Dal carcere quella mattina mi chiamano tre volte, per confermare e mi informano dell’orario preciso di uscita della detenuta. Arrivo ed aspetto. Quando esce, Elena è sorridente e piena di buste. Mi saluta con affetto e mi confessa di avere uno stato ansioso che le durava da giorni. Le avevamo acquistato abiti nuovi, così si spoglia e si cambia in macchina. Dalla casa circondariale alla stazione ci vogliono circa 15 minuti, durante il tragitto parliamo come due vecchie amiche.

Appena arrivate, io vado a fare il biglietto con una busta che conteneva 600 euro, i risparmi che aveva accumulato durante la detenzione e li portava tutti in una busta gialla. Dico allora ad Elena di nasconderla e di tenere a portata di mano solo 20 euro. Entriamo in stazione: il treno stava per ripartire. Chiedo alla capostazione, una bella ragazza, di aspettare, perché dovevamo prendere le buste. Ci guarda intensamente e altrettanto intensamente ci ha amate con la sua risposta: «Datemi il biglietto che adesso lo vado ad obliterare».
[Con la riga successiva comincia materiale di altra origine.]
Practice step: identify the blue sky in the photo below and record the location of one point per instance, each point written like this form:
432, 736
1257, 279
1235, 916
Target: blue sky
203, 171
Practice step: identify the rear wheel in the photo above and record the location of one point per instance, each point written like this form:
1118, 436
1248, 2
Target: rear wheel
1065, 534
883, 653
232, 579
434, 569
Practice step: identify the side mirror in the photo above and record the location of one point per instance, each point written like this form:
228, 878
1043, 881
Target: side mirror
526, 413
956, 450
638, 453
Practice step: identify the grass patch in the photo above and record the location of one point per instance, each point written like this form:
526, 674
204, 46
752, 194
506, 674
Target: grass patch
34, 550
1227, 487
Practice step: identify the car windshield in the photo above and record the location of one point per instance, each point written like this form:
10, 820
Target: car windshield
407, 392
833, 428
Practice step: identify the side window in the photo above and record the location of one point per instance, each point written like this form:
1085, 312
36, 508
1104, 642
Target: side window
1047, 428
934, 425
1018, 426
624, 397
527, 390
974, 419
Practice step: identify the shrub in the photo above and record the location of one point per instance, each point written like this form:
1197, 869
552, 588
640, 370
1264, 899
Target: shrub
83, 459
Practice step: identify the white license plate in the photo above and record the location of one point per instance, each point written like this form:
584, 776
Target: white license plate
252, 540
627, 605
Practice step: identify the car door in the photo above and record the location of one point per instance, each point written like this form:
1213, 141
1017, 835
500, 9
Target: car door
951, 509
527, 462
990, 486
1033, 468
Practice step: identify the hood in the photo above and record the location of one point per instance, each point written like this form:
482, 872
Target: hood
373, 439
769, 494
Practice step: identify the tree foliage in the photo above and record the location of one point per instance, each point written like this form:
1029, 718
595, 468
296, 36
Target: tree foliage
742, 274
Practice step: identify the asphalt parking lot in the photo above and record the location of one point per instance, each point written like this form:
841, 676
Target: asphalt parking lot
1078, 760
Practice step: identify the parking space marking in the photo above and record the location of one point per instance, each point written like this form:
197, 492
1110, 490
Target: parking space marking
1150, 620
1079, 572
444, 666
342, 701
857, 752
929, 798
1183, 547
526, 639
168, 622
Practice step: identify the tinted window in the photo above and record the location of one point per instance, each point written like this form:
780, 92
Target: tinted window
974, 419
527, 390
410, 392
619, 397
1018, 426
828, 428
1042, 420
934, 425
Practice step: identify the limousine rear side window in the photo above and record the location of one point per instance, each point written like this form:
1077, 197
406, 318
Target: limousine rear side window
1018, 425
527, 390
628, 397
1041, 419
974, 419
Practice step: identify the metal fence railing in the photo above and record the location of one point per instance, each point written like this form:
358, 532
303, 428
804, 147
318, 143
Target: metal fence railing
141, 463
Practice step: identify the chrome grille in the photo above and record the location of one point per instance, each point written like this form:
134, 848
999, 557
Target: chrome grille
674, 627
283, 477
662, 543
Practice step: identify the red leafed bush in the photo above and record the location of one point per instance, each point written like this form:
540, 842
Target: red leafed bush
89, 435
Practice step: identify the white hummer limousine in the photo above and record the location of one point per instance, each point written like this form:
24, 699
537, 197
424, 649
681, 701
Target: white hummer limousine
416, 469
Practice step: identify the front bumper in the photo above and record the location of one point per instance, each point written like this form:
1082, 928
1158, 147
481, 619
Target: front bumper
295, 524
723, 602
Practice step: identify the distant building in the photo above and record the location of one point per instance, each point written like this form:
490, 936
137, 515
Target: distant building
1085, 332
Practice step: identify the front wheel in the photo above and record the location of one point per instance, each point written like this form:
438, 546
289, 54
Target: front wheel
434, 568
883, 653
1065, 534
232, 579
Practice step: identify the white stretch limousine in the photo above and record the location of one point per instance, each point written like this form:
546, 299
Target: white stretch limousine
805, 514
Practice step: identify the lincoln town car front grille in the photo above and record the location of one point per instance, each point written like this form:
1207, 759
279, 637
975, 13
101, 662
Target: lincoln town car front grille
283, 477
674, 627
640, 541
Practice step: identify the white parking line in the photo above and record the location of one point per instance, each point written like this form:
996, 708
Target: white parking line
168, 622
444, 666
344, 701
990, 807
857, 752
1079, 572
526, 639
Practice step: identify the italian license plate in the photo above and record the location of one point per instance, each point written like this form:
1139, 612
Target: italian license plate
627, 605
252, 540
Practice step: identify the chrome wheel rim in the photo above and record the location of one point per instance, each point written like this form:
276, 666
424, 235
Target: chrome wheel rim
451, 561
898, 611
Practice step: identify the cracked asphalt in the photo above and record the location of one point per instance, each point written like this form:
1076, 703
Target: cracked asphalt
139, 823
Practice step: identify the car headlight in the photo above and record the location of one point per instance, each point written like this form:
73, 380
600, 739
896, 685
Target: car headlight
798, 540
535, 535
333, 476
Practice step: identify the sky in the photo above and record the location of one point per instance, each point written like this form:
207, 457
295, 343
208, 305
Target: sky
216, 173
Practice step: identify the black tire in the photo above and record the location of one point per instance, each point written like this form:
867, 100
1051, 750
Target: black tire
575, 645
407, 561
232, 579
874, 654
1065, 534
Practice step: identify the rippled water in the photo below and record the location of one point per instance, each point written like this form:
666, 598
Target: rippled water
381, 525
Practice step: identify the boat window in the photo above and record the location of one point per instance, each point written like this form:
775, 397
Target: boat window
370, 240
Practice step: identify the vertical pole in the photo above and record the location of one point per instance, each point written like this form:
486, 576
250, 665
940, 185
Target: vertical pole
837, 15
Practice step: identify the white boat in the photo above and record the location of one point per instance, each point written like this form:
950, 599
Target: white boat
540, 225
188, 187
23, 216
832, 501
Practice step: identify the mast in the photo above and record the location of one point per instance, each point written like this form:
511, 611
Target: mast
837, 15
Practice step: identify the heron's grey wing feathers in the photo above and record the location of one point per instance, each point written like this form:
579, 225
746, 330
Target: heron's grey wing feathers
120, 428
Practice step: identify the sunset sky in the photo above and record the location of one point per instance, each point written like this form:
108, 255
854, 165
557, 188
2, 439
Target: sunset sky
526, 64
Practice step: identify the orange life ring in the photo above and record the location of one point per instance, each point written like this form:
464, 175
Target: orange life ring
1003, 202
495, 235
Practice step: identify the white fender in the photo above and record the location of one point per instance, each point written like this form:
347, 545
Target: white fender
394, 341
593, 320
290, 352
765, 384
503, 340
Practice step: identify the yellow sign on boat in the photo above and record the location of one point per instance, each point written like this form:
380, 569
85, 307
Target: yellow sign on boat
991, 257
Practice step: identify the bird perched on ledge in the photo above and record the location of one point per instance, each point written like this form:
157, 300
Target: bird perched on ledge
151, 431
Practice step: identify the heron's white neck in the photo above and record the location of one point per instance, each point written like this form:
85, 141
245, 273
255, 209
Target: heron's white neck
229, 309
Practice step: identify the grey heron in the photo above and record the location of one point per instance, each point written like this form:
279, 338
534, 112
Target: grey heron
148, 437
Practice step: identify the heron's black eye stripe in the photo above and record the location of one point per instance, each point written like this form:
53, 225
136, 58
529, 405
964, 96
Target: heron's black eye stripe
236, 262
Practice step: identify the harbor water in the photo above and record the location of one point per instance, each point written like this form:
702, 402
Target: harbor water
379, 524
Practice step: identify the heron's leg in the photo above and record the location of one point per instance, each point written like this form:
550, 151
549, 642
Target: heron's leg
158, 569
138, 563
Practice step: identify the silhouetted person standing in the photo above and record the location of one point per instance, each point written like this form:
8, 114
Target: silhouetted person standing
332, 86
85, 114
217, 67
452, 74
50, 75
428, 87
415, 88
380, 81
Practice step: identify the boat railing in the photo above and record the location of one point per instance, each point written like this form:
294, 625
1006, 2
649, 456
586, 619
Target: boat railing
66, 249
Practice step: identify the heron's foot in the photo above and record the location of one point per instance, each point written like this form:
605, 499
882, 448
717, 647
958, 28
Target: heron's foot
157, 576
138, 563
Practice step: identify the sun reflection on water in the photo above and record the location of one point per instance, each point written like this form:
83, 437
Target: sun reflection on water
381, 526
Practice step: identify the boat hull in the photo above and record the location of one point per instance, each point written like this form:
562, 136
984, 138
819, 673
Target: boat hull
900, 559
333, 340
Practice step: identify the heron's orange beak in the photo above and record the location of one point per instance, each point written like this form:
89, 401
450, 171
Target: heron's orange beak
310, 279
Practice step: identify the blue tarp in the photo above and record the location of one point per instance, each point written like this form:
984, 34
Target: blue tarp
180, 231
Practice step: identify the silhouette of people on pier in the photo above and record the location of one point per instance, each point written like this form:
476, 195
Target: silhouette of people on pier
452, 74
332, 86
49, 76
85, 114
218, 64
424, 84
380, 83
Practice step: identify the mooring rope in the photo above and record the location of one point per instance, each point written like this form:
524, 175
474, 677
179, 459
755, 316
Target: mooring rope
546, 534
In macchina, io con una sola mano, ed Elena anche, non riusciamo a prendere tutto. Allora si avvicina un ragazzo di colore e ci dice: «Porto io». La capostazione aveva uno sguardo radioso, dal treno ci guardano sorridenti. Io e il ragazzo saliamo sul convoglio, lui lascia le buste e scende, io saluto Elena augurandole una vita nuova.

L’amore è contagioso, perché è dono, è il dono più bello e più prezioso che il genere umano ha ricevuto e ridonarlo non costa niente.Buona vita nuova Elena, insieme possiamo.